According to the President and CEO, 72% of Oakridge residents are refugees and immigrants from different countries. Since most Oakridge residents have diverse backgrounds, Caldwell-Johnson has helped residents assimilate to life in America.

“I think for so many people there’s a perception of what public housing is and what they think it should be or how it should look,” said Caldwell-Johnson

“I think the thing about Oakridge is really this is about being home, and it’s about creating an environment that does feel like you’re at home.”

But Caldwell- Johnson believes her care for others began early. She says her parents were educators in Salina, Kansas, where she watched her parents play substantial roles in the community.

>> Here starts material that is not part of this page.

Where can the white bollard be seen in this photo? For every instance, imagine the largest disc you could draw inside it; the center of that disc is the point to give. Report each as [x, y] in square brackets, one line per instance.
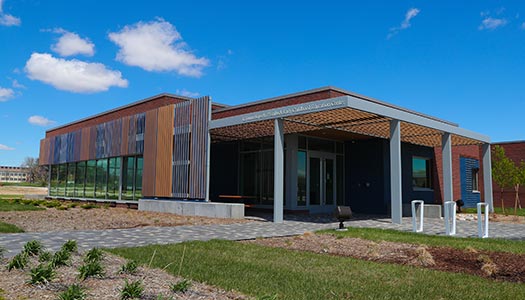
[416, 228]
[483, 232]
[450, 218]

“Everybody in town was either taught by my father or was taught dance by my mother, so I feel like we knew just about everyone,” said Caldwell-Johnson. “But because of their engagement and involvement, I just feel like I was raised to understand the importance of service.”

Since Caldwell-Johnson has been at Oakridge, she has served on numerous community organizations in the City of Des Moines and the Des Moines Public School board. She also helped to rebuild Edmonds Elementary school, located across the street from Oakridge Neighborhood.

“I ran understanding that kids that are in need and live in impoverished neighborhoods need a voice, and so I decided that I wanted to be a voice for our little brown and black children,” said Caldwell-Johnson.

Caldwell-Johnson’s longtime friend Dr. Andy McGuire nominated her to be recognized as a remarkable woman.

“She does so much with her time, so much with her energy for everybody and others,” said Dr. McGuire. [She helps] the kids here who are kind of how I got introduced to her just, it has such lifelong consequences for those people, and that’s why if you’re talking about remarkable, you’re talking about Teree.”

Teree says she cares about Oakridge residents and their success in Iowa.

“I care deeply about the people in the community, and so anything that I can do to show up and to really lift up the people of our community is where I want to be.”